Washington County Memorial Hospital (WCMH) is a 25-bed, not-for-profit, Critical Access Hospital (CAH), providing acute care, swing bed, emergency medicine, rehabilitation therapies, imaging, lab, surgical services and primary care to the residents of Potosi, Missouri, and surrounding communities. WCMH also operates four rural health clinics (RHCs) and a robust specialty care clinic. Their mission is “to provide high-quality service and personable care to all we serve while seeking to improve the health and well-being of our community.” WCMH participated in a Quality of Care and Transition of Care Project in 2017.

Center staff spoke with Michele Meyer, president; Brianna East, administrative assistant; Laura Wells LPN, Director of Clinic Operations; Jenifer Ferguson RN, MSN, CHPQ, Director of Quality and Risk Management; Amber Coleman, Director of Support Services and Beverly Williams RN, BSN, CNO to discuss their project accomplishments and outcomes.

Q: What are some of your accomplishments on this project?

A: Concerning board education, the members completed a self-assessment of their knowledge of the future of rural health care. Missouri Hospital Association has education materials called “Govern Well” which will be disseminated on a regular basis.

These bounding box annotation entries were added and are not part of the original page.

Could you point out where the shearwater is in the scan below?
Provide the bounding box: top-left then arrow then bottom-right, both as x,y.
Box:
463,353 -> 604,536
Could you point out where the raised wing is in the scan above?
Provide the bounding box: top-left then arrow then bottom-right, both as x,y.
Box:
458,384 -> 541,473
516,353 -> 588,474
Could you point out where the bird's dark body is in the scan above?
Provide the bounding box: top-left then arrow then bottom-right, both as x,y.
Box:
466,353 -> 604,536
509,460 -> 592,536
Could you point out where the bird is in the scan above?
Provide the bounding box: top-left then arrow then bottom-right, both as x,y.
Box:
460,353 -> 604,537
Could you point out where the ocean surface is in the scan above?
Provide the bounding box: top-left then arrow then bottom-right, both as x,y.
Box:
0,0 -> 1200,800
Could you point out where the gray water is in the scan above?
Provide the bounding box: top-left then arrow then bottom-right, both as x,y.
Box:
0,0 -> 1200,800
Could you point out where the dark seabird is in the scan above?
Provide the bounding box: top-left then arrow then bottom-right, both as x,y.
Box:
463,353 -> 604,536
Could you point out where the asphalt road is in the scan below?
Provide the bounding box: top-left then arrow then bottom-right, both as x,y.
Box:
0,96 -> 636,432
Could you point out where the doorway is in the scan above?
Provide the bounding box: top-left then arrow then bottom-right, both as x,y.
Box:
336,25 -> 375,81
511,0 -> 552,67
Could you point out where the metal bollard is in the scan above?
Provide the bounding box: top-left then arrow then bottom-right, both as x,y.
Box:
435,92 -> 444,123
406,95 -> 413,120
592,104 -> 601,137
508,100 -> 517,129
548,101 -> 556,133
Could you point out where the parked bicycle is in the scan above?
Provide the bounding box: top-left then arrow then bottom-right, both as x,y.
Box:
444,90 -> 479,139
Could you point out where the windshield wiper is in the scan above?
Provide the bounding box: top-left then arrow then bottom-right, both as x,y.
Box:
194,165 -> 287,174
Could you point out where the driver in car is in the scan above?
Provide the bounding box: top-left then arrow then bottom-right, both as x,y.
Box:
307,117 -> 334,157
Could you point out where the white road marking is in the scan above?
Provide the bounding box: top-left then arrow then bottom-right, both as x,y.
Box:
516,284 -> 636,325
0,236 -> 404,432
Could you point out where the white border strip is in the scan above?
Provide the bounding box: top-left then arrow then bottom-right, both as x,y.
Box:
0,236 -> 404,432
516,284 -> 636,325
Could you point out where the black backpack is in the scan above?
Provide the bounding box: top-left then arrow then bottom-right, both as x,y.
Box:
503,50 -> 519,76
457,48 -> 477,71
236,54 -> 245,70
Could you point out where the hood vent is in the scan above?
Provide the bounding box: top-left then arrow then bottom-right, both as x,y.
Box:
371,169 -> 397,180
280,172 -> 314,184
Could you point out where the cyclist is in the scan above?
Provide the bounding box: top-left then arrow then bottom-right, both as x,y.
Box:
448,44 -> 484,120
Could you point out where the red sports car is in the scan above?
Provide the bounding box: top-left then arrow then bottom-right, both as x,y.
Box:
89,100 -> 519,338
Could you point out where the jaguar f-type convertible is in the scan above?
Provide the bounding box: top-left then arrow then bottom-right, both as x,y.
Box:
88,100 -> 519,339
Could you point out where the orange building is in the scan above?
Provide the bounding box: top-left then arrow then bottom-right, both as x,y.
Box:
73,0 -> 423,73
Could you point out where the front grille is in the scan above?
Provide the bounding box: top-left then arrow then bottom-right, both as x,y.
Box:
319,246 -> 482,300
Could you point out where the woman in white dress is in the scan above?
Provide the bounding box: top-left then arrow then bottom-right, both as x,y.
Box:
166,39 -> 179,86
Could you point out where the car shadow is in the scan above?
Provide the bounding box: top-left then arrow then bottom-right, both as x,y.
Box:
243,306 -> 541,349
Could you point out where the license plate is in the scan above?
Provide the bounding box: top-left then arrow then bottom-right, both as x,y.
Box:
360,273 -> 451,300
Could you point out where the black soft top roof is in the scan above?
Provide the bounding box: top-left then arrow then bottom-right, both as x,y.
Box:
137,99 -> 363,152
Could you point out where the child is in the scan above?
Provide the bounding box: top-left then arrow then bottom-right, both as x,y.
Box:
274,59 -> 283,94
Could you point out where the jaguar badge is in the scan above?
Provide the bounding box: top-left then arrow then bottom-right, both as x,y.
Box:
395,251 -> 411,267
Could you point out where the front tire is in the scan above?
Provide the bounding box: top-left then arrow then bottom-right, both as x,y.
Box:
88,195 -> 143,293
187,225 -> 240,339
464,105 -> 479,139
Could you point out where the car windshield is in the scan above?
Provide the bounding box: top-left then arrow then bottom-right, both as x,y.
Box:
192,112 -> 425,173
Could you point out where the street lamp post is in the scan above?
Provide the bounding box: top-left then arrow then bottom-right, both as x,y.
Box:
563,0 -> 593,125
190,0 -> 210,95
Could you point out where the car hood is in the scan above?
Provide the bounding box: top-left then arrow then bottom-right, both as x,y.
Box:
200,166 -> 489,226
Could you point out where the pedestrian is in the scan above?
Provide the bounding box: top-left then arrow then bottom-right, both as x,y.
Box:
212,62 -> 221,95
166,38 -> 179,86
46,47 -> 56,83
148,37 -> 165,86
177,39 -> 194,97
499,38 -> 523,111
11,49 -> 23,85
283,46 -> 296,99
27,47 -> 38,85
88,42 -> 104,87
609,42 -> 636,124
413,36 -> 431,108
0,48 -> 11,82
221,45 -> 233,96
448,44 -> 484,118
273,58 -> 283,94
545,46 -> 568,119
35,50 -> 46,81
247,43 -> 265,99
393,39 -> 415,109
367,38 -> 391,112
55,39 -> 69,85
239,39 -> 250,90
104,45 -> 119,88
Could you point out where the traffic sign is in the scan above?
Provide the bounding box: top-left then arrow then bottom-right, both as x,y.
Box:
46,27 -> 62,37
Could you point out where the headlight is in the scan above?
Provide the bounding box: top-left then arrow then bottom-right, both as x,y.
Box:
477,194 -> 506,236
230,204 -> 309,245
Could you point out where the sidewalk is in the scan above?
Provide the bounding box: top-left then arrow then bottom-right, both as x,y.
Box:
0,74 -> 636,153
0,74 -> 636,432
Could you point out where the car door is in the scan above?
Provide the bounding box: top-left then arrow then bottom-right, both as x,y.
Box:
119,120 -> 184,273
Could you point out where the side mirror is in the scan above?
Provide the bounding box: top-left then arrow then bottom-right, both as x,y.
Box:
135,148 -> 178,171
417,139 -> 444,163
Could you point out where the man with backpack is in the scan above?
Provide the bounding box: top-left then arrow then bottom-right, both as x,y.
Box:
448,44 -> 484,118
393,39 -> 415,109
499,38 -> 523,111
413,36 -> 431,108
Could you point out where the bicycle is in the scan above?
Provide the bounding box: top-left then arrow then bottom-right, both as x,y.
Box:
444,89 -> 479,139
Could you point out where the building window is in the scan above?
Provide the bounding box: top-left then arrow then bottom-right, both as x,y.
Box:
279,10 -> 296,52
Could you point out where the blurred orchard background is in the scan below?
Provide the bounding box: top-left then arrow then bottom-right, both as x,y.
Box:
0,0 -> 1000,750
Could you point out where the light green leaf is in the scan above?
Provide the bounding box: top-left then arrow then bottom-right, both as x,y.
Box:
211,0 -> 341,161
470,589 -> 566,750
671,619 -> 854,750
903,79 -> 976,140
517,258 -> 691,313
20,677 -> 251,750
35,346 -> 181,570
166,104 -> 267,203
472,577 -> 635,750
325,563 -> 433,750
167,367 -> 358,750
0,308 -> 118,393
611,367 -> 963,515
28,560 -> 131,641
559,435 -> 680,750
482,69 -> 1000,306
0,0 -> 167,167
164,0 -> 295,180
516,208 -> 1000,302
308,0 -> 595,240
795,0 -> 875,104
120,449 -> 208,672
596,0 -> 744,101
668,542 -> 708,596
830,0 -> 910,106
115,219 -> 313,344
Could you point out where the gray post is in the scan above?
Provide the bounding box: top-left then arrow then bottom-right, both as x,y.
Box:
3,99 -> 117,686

To remain focused on quality reporting, scores and actions plans are posted on units so there is more transparency in sharing data. Dashboards for each department are created, posted and used to educate staff. There is more discussion about HCAHPS scores, so staff are more familiar with the questions. They have not begun to publicly post data within the hospital but will do so when staff is well educated. They are considering using social media to let the community know about patient experience areas in which they are doing well.

For patient rounding, the medical-surgical nurse manager rounds on every patient every day and the physicians and charge nurse round. The pharmacist often rounds with doctors as well. The CNO rounds on staff and shares results in huddles.

To improve patient communication, in April WCMH rolled out patient information binders and includes standard information, who to contact for what, patient portal information, TV channels, advance directives, pen and notebook, patient portal information, and follow up numbers that may be needed. In March, education was provided to nursing and staff gave input about the tabs and contents. The hospital was committed to providing an effective product for the patient while minimizing additional work for staff. Patients are encouraged to take this binder to follow up appointments with their PCP and to any visits to the emergency department or clinic. To maximize use of the binders, a picture of the binder is hung in the clinic and a social media push was done to remind patients. Providers report they are seeing more patients bring their binders to appointments!

In this transition of care project, WCMH focused on providing more information to the community about swing bed. Information is posted on Facebook, stories and testimonials are published and leadership present at community meetings and church groups when possible. They participated in National Senior Health Day and had booths set up through the hospital and scheduled wellness exams. “Eggs and Education” is a monthly breakfast for seniors and includes a special speaker. WCMH is working diligently on “increasing public face.”

And finally, WCMH created and hosts “Joint Health Partners” meeting. This collaborative meeting includes the FQHC, health department and EMS. The agenda includes a roundtable about updates on service lines and communication issues among them. The goal is to avoid duplicating resources and to make the most of the services they do have. These groups plan to work together on an upcoming community health needs assessment.

Q: What has been the impact of this project on WCMH?

A: Measurable outcomes include:

  • Completion of Emergency Department Transfer Communication (EDTC) goal was met, moving from 78% to 91%
  •  “Patients who reported that YES, they were given information about what to do during their recovery at home” goal was met increasing from 82% to 89%
  • “Patients who strongly agree they understood their care when they left the hospital” increased from 34% to 44%

Non-measurable impact includes:

  • Sharing of information has led to leaders “being on the same page” as frontline staff
  • Leaders and staff have a better understanding of scores
  • Patients are more involved in their own care because of use of binders and some are using that info when they see providers
  • The organization thinks differently about impacting quality

Q: Lastly, how do you believe this project has helped you move forward in the newly emerging system of health care delivery and payment?

A: This project helped to create more meaningful, soft handoffs for patients that will decrease readmission rates; patients are getting more of what they need. WCMH is part of an ACO so there is a focus on wellness and preventative appointments rather than episodic care. This is aligned with the SRHT project goals.